Study population and patient characteristics
63 inpatients with ≥one P. aeruginosa blood culture positive were enrolled retrospectively during this study period. Eleven of them were excluded (five cases had incomplete information, five cases were infected with other bacteria, one case missed his TTP). Therefore, 52 cases were analyzed in this study finally (Figure 1).
Median age of these patients was 1.79 (0.43-9.0) years. Median weight was 11 (7.00-27.00) kg, and the male account for 61.5% (32/52). The average of overall hospitalization stay was 22.52 (9.05-38.3) days. The most common underlying conditions were immunosuppression (50.0%, 26/52), followed by neutropenia (46.2%, 24/52) and hypoalbuminemia (42.3%, 22/52). The most common underlying disease was hematologic malignancies (16/52, 30.8%), followed by congenital heart disease (6/52, 11.6%). The common complications were pneumonia (17.3%, 9/52), meningitis (9.6%, 5/52). The primary origins of infection were respiratory tract infection (42.3%, 22/52), skin and soft tissue infection (15.4%, 8/52), vascular-catheter related infection (15.4%, 8/52), and primary infection (13.5%, 7/52). Twenty (38.5%) patients were admitted to intensive care unit. Twenty-two (42.3%) patients were nosocomial. The median of Pitt bacteremia scores was 1.5 (1-4.00). Thirty-one (59.5%) patients were given antibiotic prior to the blood culture, while 14 (26.9%, 14/31) patients had received inappropriate empirically antimicrobial therapy. Four (7.7%, 4/52) patients were detected with MDR bacteria. The in-hospital mortality was 23.1% (12/52), septic shock incidence was 28.8% (15/52). More details of clinical characteristics are shown in Table 1.
TTP of P. aeruginosa bacteremia in children
Median TTP was 18.74 h (IQR 16.14-20.77). The optimal cut-off of TTP was evaluated by ROC analysis. The optimal point for TTP was 17.87 h with 75.0% sensitivity and 72.5% specificity (AUC 0.77, 95%CI 0.604-0.935), indicating a moderate predicting capability (Figure 1). Therefore 18 h was selected as the standard cut-off. The cases were divided into early TTP (TTP ≤18 h) and late TTP group (TTP>18 h). The Kaplan–Meier survival curves of patients with the two TTP groups were shown in Figure 2 and Figure 3.

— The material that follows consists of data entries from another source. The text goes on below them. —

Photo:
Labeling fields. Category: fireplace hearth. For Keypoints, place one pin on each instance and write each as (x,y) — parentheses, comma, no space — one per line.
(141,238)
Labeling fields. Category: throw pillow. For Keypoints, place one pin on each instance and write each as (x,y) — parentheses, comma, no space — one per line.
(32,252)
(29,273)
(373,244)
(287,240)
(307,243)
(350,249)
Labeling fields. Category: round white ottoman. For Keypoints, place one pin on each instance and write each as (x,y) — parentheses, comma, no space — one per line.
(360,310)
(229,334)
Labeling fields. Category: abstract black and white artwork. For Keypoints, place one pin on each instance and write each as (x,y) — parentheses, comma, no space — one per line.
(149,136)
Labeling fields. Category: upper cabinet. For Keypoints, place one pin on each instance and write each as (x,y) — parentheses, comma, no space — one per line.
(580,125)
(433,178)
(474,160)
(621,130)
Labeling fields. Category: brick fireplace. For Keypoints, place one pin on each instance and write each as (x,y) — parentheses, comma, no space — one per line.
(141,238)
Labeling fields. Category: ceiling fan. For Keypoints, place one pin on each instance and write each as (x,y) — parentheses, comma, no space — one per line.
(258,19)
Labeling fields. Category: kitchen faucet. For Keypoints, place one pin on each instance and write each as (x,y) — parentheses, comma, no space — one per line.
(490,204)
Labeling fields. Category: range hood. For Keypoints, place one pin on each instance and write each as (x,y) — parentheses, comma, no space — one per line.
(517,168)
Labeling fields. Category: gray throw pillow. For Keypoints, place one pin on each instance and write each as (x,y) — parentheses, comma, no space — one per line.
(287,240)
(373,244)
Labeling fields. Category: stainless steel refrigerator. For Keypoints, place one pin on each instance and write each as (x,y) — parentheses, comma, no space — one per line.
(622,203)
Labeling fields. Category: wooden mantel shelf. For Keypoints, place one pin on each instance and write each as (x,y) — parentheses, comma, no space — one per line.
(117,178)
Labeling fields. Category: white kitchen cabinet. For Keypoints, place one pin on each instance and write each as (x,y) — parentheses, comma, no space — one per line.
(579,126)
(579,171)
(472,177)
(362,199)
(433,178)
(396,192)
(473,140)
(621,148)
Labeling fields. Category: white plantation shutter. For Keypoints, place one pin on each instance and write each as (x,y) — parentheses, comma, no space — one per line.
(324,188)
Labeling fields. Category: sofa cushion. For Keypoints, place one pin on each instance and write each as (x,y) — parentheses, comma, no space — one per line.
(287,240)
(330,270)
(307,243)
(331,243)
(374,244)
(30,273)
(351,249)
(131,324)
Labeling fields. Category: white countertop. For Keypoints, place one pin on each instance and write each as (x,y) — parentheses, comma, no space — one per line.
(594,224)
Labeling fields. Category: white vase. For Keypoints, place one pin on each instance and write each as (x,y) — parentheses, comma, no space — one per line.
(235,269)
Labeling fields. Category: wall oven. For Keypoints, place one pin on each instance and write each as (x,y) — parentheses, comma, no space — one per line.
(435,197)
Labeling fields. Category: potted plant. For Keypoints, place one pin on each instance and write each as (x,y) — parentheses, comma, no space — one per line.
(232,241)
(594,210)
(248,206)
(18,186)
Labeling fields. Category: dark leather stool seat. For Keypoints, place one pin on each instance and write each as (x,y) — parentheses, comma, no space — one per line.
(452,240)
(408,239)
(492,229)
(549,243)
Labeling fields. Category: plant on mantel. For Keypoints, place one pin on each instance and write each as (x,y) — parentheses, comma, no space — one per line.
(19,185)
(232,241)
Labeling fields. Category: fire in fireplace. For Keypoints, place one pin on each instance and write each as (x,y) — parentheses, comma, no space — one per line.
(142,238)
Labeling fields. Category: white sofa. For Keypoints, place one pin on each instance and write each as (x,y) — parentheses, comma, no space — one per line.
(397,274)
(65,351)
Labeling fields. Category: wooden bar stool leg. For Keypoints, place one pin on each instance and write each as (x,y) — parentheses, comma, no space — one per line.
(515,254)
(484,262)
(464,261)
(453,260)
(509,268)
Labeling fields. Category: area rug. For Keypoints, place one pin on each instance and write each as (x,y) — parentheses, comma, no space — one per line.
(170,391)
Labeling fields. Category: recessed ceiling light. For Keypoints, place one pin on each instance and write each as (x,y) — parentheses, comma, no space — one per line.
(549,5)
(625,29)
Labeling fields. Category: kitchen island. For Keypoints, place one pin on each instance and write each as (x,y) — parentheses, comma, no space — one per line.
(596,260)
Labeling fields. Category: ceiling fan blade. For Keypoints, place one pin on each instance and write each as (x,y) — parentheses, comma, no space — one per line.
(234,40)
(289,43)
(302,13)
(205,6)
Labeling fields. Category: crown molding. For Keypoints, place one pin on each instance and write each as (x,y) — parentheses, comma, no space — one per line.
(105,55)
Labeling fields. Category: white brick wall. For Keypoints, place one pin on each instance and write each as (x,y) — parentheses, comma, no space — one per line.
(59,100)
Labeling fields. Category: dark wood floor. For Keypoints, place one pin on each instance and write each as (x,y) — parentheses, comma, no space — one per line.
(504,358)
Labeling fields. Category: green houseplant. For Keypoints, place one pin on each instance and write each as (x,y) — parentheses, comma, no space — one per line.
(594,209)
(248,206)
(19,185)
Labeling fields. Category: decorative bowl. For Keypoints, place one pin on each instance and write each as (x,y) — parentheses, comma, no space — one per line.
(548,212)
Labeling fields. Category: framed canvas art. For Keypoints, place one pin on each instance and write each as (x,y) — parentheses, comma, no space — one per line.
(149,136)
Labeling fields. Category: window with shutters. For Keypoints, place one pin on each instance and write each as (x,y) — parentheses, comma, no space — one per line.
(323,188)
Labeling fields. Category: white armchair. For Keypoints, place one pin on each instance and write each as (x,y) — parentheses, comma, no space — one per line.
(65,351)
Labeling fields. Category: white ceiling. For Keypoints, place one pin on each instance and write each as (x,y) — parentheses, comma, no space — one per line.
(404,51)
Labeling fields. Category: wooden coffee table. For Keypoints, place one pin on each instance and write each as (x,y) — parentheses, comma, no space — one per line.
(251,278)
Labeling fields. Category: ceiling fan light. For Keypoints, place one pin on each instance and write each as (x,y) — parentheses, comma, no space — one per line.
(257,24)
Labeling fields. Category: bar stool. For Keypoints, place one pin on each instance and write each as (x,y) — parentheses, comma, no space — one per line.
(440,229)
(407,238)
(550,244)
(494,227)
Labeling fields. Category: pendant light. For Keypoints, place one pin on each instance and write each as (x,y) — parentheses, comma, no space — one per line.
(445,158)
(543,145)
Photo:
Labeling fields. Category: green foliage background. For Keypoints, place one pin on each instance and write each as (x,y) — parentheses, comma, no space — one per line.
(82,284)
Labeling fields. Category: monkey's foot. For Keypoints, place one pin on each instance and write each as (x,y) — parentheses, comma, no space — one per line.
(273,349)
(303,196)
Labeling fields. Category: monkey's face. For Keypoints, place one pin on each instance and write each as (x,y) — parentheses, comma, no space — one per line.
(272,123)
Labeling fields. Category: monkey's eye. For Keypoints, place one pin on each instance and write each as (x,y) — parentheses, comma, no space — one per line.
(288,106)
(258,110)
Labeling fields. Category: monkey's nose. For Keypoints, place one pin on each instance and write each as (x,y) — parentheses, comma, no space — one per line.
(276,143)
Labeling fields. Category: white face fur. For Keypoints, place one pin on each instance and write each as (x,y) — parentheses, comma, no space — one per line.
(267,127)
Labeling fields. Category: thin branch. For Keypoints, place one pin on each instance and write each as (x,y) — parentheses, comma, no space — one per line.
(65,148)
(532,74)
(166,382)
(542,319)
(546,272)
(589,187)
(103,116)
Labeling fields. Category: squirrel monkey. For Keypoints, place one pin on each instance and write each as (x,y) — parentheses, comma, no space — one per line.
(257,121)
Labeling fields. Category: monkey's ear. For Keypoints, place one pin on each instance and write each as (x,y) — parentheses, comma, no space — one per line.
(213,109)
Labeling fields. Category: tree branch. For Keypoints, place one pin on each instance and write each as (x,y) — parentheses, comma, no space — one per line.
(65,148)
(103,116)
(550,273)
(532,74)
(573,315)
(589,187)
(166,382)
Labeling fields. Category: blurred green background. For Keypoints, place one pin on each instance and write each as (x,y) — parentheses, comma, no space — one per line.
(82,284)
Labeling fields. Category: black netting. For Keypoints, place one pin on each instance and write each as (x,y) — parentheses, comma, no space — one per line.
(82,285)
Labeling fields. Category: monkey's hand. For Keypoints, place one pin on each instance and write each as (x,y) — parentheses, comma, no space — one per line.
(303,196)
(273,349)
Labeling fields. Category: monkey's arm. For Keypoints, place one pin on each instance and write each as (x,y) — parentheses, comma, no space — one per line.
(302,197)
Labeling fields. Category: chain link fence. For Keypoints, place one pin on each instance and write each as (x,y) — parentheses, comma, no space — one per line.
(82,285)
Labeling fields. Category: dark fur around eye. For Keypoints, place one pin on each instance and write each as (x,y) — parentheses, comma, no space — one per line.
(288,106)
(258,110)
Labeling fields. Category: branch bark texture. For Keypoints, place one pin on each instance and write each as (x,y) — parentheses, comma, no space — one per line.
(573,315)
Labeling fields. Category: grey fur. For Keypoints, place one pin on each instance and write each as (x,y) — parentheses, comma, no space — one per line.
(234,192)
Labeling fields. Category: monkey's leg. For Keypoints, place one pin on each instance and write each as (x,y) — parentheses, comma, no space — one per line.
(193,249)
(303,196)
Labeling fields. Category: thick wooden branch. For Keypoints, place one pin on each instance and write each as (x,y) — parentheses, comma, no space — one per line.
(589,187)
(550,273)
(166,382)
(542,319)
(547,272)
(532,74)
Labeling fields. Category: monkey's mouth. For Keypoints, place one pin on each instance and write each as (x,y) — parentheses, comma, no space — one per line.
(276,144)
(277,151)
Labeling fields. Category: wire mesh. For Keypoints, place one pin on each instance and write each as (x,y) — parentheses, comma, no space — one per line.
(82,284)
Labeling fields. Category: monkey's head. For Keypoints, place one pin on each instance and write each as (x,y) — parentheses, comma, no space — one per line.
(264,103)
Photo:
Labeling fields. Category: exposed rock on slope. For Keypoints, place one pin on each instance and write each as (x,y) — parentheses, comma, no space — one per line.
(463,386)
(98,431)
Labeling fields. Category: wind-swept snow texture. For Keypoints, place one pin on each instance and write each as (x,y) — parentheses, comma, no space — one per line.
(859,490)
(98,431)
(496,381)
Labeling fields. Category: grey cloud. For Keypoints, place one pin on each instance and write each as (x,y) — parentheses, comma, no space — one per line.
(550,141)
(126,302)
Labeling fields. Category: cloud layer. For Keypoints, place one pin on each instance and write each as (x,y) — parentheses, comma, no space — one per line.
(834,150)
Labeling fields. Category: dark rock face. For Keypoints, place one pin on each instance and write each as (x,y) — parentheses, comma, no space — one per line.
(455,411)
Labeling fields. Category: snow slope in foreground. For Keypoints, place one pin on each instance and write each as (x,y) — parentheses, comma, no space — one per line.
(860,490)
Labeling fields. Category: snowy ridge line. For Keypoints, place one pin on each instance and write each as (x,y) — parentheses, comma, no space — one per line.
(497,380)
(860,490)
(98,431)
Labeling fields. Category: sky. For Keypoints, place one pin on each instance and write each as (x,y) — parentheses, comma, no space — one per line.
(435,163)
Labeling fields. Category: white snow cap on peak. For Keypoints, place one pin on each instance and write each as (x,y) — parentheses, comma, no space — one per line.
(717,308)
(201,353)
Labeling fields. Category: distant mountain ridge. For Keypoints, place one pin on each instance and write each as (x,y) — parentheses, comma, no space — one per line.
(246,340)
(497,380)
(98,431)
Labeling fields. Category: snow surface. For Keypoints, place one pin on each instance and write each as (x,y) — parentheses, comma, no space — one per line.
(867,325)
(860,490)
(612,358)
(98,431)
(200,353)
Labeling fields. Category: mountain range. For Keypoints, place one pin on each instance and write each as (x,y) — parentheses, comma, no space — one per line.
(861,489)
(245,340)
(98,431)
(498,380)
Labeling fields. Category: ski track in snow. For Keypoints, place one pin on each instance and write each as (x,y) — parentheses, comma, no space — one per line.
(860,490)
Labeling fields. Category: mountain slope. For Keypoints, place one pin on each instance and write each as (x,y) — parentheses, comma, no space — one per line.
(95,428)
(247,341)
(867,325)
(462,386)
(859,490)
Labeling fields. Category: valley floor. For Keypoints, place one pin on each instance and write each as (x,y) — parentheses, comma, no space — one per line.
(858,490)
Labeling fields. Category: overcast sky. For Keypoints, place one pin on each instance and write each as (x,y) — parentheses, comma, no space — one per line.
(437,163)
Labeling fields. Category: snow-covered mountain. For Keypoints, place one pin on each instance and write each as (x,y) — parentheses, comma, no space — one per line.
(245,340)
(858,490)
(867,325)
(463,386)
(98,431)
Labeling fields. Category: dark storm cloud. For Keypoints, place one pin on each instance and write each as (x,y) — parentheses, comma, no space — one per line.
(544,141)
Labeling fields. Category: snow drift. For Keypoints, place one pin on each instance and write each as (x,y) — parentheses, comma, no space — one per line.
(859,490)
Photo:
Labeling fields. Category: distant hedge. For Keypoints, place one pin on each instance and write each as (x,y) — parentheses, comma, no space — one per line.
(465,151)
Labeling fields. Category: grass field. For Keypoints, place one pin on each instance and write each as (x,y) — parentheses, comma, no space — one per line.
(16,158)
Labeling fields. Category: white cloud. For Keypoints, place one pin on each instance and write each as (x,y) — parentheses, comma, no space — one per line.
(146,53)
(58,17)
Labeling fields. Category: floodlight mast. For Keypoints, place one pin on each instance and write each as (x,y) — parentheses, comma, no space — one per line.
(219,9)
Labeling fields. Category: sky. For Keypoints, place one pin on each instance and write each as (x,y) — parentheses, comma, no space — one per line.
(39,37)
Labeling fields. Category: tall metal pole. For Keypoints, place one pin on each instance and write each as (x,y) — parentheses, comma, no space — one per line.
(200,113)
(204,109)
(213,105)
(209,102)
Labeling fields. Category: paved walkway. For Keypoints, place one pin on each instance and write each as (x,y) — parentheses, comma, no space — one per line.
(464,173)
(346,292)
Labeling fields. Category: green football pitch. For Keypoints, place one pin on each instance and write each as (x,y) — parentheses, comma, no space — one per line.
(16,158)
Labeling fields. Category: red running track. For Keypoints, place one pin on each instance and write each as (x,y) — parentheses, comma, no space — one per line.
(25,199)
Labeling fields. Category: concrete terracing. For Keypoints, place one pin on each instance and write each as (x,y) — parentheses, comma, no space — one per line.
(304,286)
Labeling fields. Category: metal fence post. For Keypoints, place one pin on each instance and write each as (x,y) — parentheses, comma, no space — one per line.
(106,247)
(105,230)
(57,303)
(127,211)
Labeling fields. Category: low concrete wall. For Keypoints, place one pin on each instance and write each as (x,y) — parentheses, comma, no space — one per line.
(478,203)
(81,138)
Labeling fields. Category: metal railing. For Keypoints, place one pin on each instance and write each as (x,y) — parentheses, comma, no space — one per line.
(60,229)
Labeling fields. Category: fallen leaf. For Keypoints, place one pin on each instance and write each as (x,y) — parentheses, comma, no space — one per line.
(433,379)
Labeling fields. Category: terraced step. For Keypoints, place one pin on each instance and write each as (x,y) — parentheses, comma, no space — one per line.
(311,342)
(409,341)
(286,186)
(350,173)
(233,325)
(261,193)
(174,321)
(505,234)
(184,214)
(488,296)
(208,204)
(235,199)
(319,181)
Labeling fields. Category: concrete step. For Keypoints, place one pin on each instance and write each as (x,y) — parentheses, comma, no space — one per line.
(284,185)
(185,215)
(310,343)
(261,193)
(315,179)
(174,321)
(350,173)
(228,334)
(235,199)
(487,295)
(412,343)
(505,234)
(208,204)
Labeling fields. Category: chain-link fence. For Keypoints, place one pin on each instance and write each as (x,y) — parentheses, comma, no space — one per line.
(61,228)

Comparison of clinical characteristics between early and late TTP groups
Table 2 shows the characteristics of early and late TTP groups. Early TTP group patients had significant higher in-hospital mortality (42.9% vs 9.7%, P=0.014), higher incidence of septic shock (52.4% vs 12.9%, P=0.006), higher Pitt bacteremia scores (3.00 vs 1.00, P=0.046) and more intensive care unit admission (61.9% vs 22.6%, P=0.008). There were more immunosuppression patients in late TTP group as compared to early TTP group (64.5% vs 28.6%, P=0.023). Four MDR bacteria were all detected in late TTP group patients. The demographic characteristics, underlying conditions, underlying diseases, the complications, origins of infection, nosocomial infection, antibiotics administration before blood culture, and length of hospitalization stay were with no remarkable differences (Table 2).
Comparison of clinical characteristics between the survival and the non-survival groups
The median TTP in non-survival group was 15.19 (IQR 11.21-18.24) hours, shorter than 19.42 (IQR 16.92-20.97) hours in survival group (P=0.005). Pitt scores in non-survival group were 4.50 (IQR 1.25-7.25), significantly higher than that in survival group [1.00 (IQR 1.00-3.75)]. The incidence of septic shock was remarkably higher in non-survival group when compared to survival group patients (58.3% vs 20.0%, P=0.025). More patients had hypoalbuminemia among fatal group than survival group (75.0% vs 32.5%, P=0.023). No significant differences were detected in other clinical characteristics (Table 2).
Risk factors of in-hospital mortality
Univariate analysis revealed that early TTP, Pitt bacteremia scores ≥4 and hypoalbuminemia were associated with in-hospital mortality. Multivariate analysis showed early TTP (OR 5.88; 95%CI 1.21-21.96) and Pitt bacteremia scores ≥4 (OR 4.95; 95%CI 1.26-27.50) were independently correlated with in-hospital mortality (Table 4).
Risk factors of septic shock
Univariate analysis also indicated that early TTP, Pitt bacteremia scores ≥4, hypoalbuminemia and intensive care unit admission were correlated with septic shock. Multivariate analysis showed early TTP (OR 6.30; 95%CI 1.18-33.77), Pitt bacteremia scores ≥4 (OR 8.15; 95%CI 1.53-43.32), hypoalbuminemia (OR 6.46; 95% CI 1.19-33.19) were independently associated with septic shock (Table 5).